Brian Goetz shares his thoughts on the (recurring) idea of removing checked exceptions from the Java language in a future version, because they tend to make code too ugly to read or are just considered a "failed experiment".
I personally count myself to the faction of people in favor of checked exceptions, because I believe they can certainly make people think more about error handling than they usually tend to. It may be harsh to say that, but in my opinion people - developers maybe even more - somethimes need to be forced to do unpleasant things. Of course checked exceptions can be a pain in the neck when you need to create e. g. Runnables, however in those cases you can still resort to throw an unchecked one . While this is a somewhat ugly technique you nevertheless are forced to think about error handling.
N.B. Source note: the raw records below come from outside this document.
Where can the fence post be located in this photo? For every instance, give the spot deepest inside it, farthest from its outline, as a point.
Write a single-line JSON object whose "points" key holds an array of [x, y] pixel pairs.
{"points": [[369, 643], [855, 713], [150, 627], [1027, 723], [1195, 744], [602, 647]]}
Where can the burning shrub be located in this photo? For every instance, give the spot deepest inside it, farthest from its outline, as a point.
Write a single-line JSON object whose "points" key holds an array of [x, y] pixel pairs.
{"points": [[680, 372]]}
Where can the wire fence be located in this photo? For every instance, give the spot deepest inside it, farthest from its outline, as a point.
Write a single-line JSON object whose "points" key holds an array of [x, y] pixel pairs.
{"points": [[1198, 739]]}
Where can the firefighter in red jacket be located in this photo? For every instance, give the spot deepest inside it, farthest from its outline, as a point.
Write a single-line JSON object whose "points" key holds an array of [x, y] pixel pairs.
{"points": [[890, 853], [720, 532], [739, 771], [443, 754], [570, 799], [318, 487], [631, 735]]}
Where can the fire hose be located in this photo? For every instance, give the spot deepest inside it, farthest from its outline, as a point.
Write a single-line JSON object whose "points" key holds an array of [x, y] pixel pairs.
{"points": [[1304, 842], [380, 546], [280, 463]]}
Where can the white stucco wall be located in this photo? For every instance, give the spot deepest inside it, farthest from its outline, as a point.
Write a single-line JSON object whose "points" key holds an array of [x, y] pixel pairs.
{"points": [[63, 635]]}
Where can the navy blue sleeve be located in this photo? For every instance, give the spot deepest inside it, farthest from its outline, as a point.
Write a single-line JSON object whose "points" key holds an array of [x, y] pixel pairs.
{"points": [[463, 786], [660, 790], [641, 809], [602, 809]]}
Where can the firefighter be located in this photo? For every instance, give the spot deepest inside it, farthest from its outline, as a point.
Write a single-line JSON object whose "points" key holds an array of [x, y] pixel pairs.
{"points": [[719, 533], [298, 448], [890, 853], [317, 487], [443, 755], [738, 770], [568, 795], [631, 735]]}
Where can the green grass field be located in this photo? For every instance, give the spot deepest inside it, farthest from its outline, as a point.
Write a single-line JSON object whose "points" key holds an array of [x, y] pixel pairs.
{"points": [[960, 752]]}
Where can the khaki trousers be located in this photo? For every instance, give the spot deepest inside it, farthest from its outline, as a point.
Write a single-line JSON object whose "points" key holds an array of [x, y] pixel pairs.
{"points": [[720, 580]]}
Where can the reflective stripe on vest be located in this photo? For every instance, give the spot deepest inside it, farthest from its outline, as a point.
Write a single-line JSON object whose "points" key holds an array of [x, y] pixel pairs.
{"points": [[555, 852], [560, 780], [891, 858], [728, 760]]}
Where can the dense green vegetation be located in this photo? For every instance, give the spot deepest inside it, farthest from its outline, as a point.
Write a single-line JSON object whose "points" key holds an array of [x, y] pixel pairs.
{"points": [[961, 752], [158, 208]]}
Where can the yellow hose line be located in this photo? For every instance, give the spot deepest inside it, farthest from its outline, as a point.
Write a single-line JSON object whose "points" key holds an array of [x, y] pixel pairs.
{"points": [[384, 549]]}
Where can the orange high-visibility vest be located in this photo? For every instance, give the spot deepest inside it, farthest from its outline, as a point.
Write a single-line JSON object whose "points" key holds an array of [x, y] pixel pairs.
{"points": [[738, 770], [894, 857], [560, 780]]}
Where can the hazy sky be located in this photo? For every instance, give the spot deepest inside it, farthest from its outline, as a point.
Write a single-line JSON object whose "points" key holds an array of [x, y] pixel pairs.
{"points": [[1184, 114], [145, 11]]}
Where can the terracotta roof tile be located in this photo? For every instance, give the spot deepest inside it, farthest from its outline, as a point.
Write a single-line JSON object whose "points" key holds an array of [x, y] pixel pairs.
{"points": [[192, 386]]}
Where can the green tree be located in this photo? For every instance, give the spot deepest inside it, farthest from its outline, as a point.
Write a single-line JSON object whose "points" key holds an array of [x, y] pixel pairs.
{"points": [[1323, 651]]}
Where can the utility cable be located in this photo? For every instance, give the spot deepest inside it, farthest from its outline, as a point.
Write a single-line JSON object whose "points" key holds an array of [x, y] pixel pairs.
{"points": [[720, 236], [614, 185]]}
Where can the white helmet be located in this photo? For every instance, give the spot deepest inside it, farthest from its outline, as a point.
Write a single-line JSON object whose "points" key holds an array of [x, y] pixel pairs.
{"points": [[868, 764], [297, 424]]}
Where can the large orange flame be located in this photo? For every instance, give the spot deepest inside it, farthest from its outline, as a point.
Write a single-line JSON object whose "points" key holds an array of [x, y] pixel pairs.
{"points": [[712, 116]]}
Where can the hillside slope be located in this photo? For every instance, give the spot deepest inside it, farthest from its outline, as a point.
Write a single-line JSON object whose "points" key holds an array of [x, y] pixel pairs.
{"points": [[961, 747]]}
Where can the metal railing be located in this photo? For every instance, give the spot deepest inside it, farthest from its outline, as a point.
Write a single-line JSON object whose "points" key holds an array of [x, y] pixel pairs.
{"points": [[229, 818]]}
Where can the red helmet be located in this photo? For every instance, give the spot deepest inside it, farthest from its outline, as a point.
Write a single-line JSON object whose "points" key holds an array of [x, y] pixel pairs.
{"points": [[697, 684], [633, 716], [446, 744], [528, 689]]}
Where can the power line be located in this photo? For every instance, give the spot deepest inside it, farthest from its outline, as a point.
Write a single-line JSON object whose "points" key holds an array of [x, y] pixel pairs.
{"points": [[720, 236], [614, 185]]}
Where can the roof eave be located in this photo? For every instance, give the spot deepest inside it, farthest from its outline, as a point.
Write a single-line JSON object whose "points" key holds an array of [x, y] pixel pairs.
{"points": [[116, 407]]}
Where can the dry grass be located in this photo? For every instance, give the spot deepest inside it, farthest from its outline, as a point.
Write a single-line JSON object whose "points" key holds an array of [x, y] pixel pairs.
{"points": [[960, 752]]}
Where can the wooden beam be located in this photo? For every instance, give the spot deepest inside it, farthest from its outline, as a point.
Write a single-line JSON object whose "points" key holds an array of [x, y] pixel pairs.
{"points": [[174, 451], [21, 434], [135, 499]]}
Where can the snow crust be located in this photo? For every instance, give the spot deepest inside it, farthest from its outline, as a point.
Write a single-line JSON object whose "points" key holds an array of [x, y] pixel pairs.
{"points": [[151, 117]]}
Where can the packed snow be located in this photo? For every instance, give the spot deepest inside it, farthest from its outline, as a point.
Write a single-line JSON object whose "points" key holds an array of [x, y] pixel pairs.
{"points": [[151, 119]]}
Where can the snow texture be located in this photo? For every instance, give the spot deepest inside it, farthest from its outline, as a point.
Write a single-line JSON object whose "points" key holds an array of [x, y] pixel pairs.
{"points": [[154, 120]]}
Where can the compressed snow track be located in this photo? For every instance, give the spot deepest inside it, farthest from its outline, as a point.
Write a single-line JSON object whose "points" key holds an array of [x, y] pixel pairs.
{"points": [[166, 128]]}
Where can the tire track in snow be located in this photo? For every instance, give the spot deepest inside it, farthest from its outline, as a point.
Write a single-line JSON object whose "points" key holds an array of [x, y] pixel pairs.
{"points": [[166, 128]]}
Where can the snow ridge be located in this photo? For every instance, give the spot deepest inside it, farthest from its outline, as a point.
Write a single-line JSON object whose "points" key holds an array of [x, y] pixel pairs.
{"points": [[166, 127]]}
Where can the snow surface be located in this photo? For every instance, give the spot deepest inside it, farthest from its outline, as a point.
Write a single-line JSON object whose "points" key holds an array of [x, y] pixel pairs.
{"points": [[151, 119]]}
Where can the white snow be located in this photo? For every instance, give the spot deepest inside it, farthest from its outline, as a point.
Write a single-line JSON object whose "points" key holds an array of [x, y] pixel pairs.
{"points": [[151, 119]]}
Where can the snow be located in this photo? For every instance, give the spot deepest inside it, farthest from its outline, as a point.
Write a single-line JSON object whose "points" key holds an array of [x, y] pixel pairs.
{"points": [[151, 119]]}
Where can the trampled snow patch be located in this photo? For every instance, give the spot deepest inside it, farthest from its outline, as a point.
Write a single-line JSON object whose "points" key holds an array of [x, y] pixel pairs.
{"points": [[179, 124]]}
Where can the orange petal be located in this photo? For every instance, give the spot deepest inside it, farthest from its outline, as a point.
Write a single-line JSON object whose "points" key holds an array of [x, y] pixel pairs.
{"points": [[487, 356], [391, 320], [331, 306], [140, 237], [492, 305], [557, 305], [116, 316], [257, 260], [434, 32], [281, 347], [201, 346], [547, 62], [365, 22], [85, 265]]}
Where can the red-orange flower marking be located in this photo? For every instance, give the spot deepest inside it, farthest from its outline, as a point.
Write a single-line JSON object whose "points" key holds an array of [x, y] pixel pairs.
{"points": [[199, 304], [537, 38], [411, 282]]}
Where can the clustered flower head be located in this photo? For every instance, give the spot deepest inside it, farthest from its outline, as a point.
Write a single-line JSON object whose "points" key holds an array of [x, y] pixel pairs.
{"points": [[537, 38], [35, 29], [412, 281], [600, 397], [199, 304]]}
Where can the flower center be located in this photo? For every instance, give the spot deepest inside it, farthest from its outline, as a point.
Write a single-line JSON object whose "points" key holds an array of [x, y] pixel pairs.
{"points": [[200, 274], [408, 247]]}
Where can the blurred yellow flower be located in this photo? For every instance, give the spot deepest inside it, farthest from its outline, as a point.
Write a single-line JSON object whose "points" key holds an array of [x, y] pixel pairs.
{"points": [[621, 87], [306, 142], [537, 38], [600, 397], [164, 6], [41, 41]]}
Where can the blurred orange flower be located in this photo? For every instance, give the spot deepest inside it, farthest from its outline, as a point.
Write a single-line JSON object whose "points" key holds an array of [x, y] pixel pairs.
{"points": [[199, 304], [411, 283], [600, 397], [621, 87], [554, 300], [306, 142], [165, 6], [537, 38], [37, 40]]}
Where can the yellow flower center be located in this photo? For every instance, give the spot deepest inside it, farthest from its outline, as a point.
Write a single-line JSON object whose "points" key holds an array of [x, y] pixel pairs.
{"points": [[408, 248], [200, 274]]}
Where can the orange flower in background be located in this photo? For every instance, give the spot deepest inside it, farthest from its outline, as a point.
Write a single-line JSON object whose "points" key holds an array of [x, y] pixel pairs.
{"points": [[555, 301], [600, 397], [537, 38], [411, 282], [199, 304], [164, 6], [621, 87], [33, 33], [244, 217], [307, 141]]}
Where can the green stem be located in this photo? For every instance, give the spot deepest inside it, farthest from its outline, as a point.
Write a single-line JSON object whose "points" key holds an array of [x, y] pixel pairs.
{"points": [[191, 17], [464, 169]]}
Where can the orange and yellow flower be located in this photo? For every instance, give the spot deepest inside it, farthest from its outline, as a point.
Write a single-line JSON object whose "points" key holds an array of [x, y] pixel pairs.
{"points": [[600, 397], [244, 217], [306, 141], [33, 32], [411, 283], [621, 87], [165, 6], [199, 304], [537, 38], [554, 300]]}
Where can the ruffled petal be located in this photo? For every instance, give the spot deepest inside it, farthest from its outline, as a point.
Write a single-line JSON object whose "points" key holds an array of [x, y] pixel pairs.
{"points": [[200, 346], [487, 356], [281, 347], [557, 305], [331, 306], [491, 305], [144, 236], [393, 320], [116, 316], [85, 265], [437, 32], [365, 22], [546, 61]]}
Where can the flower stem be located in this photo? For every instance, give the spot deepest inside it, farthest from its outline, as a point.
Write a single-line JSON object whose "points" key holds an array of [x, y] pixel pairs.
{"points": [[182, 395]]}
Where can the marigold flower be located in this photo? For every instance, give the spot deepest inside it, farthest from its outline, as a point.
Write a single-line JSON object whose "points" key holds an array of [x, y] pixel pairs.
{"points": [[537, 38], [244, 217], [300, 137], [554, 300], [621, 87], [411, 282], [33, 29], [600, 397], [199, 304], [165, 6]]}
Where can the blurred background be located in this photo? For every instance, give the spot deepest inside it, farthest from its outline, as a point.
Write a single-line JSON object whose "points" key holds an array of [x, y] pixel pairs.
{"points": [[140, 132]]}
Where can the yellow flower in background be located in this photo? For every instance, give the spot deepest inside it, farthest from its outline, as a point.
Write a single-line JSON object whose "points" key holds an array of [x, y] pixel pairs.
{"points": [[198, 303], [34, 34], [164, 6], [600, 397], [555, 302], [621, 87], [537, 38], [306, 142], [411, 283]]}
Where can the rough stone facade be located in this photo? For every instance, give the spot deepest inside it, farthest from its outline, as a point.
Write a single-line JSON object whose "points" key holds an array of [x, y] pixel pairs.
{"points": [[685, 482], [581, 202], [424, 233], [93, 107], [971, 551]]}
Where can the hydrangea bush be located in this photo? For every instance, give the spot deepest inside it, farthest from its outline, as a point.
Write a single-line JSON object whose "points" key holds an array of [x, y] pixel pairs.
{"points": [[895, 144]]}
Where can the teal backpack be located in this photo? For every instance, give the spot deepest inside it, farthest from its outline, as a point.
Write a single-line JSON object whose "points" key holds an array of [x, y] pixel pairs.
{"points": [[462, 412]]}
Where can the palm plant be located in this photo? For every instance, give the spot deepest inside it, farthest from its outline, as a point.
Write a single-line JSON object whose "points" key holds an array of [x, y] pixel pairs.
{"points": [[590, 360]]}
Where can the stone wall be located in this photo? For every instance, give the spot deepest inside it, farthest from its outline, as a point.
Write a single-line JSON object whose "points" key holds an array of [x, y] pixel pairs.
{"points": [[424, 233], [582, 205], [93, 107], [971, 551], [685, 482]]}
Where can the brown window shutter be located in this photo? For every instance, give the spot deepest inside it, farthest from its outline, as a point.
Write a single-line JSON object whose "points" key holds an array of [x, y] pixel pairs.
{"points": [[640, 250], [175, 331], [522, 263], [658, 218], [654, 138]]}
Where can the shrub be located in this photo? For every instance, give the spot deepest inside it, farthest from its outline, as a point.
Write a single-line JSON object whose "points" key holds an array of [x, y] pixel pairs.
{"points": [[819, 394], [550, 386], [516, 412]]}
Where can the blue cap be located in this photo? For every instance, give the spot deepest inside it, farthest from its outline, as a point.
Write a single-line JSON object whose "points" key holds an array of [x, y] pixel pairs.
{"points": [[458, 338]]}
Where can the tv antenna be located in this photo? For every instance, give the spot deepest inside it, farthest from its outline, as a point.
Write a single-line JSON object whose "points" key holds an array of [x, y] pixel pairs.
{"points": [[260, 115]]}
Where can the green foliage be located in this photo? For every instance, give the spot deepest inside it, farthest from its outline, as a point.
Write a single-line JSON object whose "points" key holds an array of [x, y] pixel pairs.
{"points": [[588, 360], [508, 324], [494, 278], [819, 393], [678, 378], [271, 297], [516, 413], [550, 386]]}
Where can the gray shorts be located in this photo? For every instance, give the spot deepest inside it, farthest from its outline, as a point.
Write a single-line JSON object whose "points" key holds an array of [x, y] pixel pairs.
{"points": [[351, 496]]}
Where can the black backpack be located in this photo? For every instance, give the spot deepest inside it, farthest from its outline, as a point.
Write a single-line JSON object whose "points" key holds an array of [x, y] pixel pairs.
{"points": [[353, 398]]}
I suggest reading his proposals on what could be done to ease the symptoms. I mostly agree with the 2nd group of people and like the idea of having closures to better encapsulate all sorts of resource management hassles. Groovy has some nice examples of this, e. g. reading from a file and implicitly having all the boilerplate taken care of. To get some background on closures in Java, have look at the closures related posts on Neal Gafter's blog.
Concerning (checked) exceptions in general you might want to have a look (or better an ear) to an interview with Anders Hejlsberg - the principal mind behind Delphi and more recently .NET's C# language. You can find it in a series called "Thinking in Code" on Bruce Eckel's blog.